Mortgage origination services and technology at Lender Processing Services generated annual and quarterly revenue gains in the fourth quarter of 2010, including a 31.8% spike in settlement services revenue. But LPS said its Loan Facilitation Services segment operates in a sector likely to see marketwide potential revenue dive nearly 30% in 2011.
In supplemental materials to its 4Q10 financial statement, Jacksonville, Fla.-based LPS projected that the total revenue potential for LFS if it had every possible customer using its services—called core addressable market—will decrease to $4.6 billion in 2011, a drop of nearly 30% from $6.5 billion in 2010. A 10.9% increase in 2012 will recover some of the drop, but LPS projects the total available market revenue for those services will still only be $5.1 billion.

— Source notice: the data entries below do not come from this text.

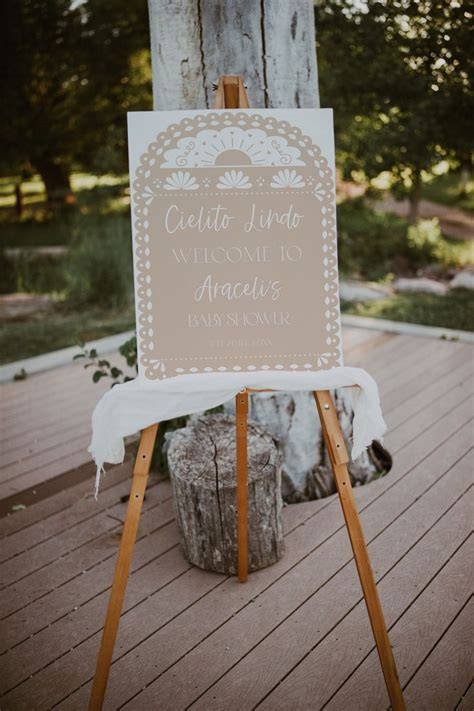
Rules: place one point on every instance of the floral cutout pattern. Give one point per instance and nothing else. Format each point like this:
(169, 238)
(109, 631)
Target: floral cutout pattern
(287, 179)
(319, 192)
(146, 188)
(234, 179)
(181, 181)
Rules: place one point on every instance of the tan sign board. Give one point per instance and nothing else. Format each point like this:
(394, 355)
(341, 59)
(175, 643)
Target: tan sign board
(234, 236)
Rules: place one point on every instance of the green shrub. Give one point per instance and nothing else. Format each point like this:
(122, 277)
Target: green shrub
(32, 272)
(371, 244)
(100, 268)
(374, 244)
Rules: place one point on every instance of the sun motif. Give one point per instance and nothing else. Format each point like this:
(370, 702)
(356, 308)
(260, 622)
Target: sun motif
(232, 146)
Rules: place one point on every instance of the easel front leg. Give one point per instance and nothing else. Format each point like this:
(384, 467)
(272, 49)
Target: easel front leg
(241, 411)
(339, 458)
(122, 566)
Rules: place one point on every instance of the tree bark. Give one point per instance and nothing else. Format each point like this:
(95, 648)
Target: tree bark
(201, 460)
(293, 420)
(414, 198)
(271, 43)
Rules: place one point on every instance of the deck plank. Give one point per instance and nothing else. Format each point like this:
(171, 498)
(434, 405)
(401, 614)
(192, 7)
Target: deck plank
(264, 666)
(318, 558)
(191, 638)
(448, 669)
(423, 623)
(347, 646)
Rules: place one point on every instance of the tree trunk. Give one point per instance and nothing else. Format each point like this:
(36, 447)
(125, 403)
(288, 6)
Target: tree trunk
(55, 176)
(271, 43)
(201, 459)
(414, 198)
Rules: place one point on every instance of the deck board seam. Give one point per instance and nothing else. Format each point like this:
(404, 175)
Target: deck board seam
(433, 647)
(406, 609)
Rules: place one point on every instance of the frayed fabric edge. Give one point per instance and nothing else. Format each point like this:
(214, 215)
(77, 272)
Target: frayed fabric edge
(98, 475)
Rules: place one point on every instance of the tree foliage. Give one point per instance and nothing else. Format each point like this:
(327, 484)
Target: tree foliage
(71, 71)
(399, 76)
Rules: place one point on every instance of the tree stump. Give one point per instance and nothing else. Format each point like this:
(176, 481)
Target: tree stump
(292, 418)
(202, 465)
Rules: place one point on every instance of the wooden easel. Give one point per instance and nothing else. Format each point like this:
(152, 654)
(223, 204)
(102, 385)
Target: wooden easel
(231, 94)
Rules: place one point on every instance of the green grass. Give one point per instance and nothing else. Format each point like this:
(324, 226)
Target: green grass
(60, 329)
(445, 190)
(454, 310)
(96, 196)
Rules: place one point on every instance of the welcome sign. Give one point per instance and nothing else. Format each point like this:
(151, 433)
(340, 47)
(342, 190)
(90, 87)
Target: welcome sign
(234, 241)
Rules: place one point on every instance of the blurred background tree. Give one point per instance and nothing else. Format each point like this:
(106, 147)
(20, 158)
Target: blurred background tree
(71, 70)
(399, 76)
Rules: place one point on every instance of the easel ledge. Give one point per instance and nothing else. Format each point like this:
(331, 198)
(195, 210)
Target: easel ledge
(231, 94)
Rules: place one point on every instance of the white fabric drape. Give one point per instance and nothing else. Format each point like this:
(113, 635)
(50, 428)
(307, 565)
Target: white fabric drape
(127, 408)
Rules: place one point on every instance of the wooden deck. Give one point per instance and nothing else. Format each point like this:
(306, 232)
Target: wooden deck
(296, 636)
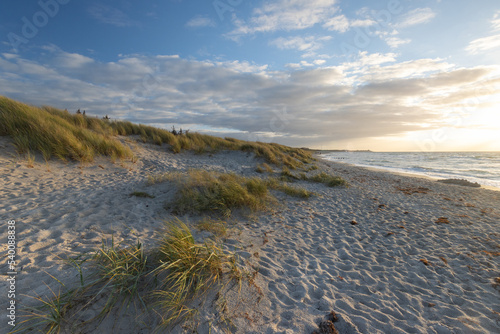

On a conference call with analysts, LPS CFO Thomas Schilling said despite the expected decline, LPS will look to gain market share to sustain the company’s performance.
“Given the current industry forecast expects the refi market to decline about 60% in 2011, our market share gains will be within a substantially smaller refi market,” he said.
LPS 4Q10 net earnings were $70.7 million, down 5.6% from 4Q09’s $74.9 million and down 10.1% from 3Q10’s $78.7 million. Consolidated revenue was $638.8 million in 4Q10, up 5% from $608.1 million in 4Q09 and up 2% from $626 million in 3Q09.
LPS posted annual net earnings of $302.3 million in 2010, up 9.6% from $276.7 million in 2009. Annual revenue was $2.5 billion, up 3.6% from nearly $2.4 billion in 2009. Ahead of releasing earnings after markets closed on Thursday, LPS announced a $0.10 per share quarterly dividend, payable on March 17.
The LPS technology and services businesses in mortgage servicing and default arenas closed out the year with quarterly declines. Default Services revenue declined 10% to $251.3 million in 4Q10, from $278.6 million in 4Q09.
New foreclosure filings increased in 4Q10, but Schilling said it’s not until foreclosure proceedings actually begin that LPS realizes revenue related to those operations. Proceedings declined 33% compared to 4Q09, he said.
“This is due to continued delays in the start of foreclosure proceedings caused by a variety of issues, including regulatory mandates, GSE directives, judicial actions and voluntary delays by the servicers,” Schilling said. While foreclosure starts are still indicative of future revenue potential, “the continued delays in foreclosure proceedings make the timing of future revenue difficult to predict.”
For all of 2010, only the default services segment experienced declined revenue, while technology and origination services increased.
Revenue in LPS’s combined origination and servicing technology division was $201.1 million, up 6.1% from $189.4 million in 4Q09 and up 2.1% from $196.9 million in 3Q09. For 2010, technology, data and analytics revenue was $762.6 million, up 7.8% from 2009.